Les attaques contre les migrants en Afrique du Sud feront-elles l'objet d'une procédure devant la Cour pénale internationale ?
Après des années de violence, deux Ghanéens portent leur affaire contre l'Afrique du Sud devant la Cour pénale internationale.

Écrit par : Badr Ahmed
Deux citoyens ghanéens ont déposé une pétition auprès du Procureur de la Cour pénale internationale, exigeant une enquête sur les vagues répétées de violence visant les migrants et les étrangers en Afrique du Sud ces dernières années, arguant que ces attaques pourraient constituer des crimes contre l'humanité au sens du Statut de Rome.
La pétition, déposée le 15 juillet, émanait de l'ancien porte-parole du gouvernement ghanéen Balgrave Boakye Dankwah et de l'analyste en sécurité Emmanuel Kutin, qui ont souligné que son objectif était d'obtenir des comptes devant la justice après des années de violence contre les migrants africains en Afrique du Sud.
Deux Ghanéens ont porté plainte contre l'Afrique du Sud devant la Cour pénale internationale.

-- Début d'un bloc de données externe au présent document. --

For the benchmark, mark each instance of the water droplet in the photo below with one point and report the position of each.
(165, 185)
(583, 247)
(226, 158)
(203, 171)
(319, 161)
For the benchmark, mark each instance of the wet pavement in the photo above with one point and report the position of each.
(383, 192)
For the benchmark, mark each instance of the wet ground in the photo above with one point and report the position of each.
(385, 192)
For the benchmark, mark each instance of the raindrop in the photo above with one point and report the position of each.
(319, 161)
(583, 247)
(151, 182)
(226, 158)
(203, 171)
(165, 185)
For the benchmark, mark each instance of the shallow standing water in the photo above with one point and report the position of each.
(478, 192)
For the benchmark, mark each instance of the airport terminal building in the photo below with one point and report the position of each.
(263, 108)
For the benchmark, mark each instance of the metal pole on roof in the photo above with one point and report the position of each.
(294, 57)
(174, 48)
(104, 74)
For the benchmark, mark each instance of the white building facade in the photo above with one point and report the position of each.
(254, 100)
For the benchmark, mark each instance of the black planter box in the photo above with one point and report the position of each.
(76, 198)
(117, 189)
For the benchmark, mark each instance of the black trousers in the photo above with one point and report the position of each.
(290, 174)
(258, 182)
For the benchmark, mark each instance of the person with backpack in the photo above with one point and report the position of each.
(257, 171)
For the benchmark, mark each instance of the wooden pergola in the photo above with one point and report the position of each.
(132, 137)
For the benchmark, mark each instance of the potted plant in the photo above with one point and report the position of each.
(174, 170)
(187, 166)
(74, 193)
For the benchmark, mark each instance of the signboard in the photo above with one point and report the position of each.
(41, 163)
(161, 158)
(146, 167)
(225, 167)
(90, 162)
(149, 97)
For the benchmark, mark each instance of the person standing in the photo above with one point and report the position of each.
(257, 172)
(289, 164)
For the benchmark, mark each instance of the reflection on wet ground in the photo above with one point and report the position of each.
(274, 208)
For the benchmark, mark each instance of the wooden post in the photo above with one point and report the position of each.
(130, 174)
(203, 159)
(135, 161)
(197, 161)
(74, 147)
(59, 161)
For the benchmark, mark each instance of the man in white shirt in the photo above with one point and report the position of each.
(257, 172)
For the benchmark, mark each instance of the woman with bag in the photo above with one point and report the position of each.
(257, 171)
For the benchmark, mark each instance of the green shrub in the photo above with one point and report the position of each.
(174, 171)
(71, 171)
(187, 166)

Kotten a déclaré à l'Associated Press que cette initiative était privée et ne bénéficiait d'aucun soutien officiel du gouvernement ghanéen, expliquant que les pétitionnaires demandaient simplement à la Cour pénale internationale d'enquêter sur ces allégations, compte tenu de la persistance des attaques contre des étrangers sans que les responsables ne soient tenus suffisamment responsables de leurs actes.
La pétition allègue qu'entre 2015 et 2026, l'Afrique du Sud a été le théâtre d'attaques généralisées et systématiques contre les migrants africains, notamment des meurtres, des agressions physiques, des pillages et des déplacements forcés, et souligne que les autorités n'ont pas pris de mesures efficaces pour prévenir ces violences ni pour poursuivre les auteurs de manière dissuasive.

Au cours des deux dernières décennies, l'Afrique du Sud a connu des vagues répétées de violence xénophobe, certains manifestants accusant les immigrés d'être responsables des taux élevés de chômage, de criminalité et de la saturation des services publics. À plusieurs reprises, cela a conduit à des manifestations et des émeutes visant les commerces et les habitations des immigrés, faisant des morts et des blessés.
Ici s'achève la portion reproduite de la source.